Богат и славен был город Ярославль, по народному счёту, вторая Москва, а из-за ущербного нынешнего состояния столицы и того более — стал превосходить её всеми статьями, особенно по чужеземному представительству. Здесь нашли пристанище в эту зиму гости из разных стран, опасающиеся везти свои товары вглубь страны. Ярославский воевода Фёдор Борятинский был к горожанам жестокий, к начальству услужливый и всегда умел держать нос по ветру. Он одним из первых изъявил покорность и целовал крест на верность самозваному Димитрию, почему и был оставлен на воеводстве. Из Тушина пришёл огромный разноряд: собрать на войско 30 тысяч рублей, а опричь того, содержать в городе ещё тысячу литовских людей. Борятинский покряхтел, но приказ исполнил полностью, ещё и на подарки царику насобирал. За проявленную ловкость он надеялся теперь на высочайшее благоволение.

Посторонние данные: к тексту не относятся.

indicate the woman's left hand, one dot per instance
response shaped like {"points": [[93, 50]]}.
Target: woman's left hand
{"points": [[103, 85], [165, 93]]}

Вернувшиеся из Тушина похвалялись полученными царскими милостями и служили благодарственные молебны. Не радовался только купец Спотыка, оказавшийся по воле нелепого случая на приёме у царика в большом ущербе. До отъезда он рядился с Даниилом Эйловым о покупке его солеварен и теперь ожидал, что тот после полученных льгот наверняка поднимет цену. Такого бы и тыквенная голова не упустила, а хитрый немец тем паче.

На самом деле Эйлов был не немец, а голландец. Его отец приехал в Россию при Иоанне Грозном, имевшем привычку приглашать умелых чужеземцев для налаживания промыслов. Даниил родился уже здесь, крестился по православному обряду и по говору ничем не отличался от русского, разве что обличив имел гадкое: бороду носил, а усы и подбородок брил, такое вот чучело. И ещё — курил табак! Грех по тому времени страшный, за него в Москве резали нос и рвали ноздри. Зелье это считалось дьявольским, так и говорили: принёс бес табачное семя из глубины ада, посеял на могиле блудницы, иссушил взросшую ядовитую траву и отдал людям на самоистребление. Спотыка, как услышал про солевую льготу и прикинул, чем она ему обернётся, надумал сделать донос ещё в Тушино. Только тамошние приказные его не слушали и как бы в посмешку сами из срамных ртов дым выпускали. Тьфу! Пришлось возвращаться ни с чем, но надежды укорить удачливую немчуру он не терял, и воевода в том обнадёжил. У него, к слову сказать, к соляным промыслам был свой интерес.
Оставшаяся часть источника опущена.